4. NCHW Output Handling

The model outputs a tensor in NCHW format. To display this as an image in Kotlin, you must manually transpose it to NHWC and convert it back to BGR:

  1. Transpose: (0, 2, 3, 1)
  2. Scale: value * 255
  3. Clip: 0.0 to 255.0
  4. Cast: UInt8

5. Masking Issues (Black Borders)

Generating a mask based solely on “image intensity” often leaves ugly black borders. For Kotlin, I found that using a Geometric Mask (warping a white image) provides much more stable and cleaner results.


✅ Development Environment

  • IDE: IntelliJ IDEA 2025.3.2
  • Runtime: JDK 21 / Kotlin 1.9.22
  • Libraries: JavaCV 1.5.10 / ONNX Runtime 1.17.0 (GPU supported)

✅ Explore the Code

The full source code for this Kotlin implementation is now available on GitHub. Feel free to explore, star, or contribute to the project!

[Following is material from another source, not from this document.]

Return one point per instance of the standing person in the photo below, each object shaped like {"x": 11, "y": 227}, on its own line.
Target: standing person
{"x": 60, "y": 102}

🚀 GitHub Repository: Kotlin-Face-Swapper


✅ Summary

Porting inswapper_128 to Kotlin is a tedious process because the “magic” handled by Python libraries must be manually reconstructed. However, ensuring that your pre-processing, embeddings, emap, and output transformations align perfectly is the only way to achieve high-quality results.

It’s a challenge, but building it “by hand” gives you a much deeper understanding of how these models actually function!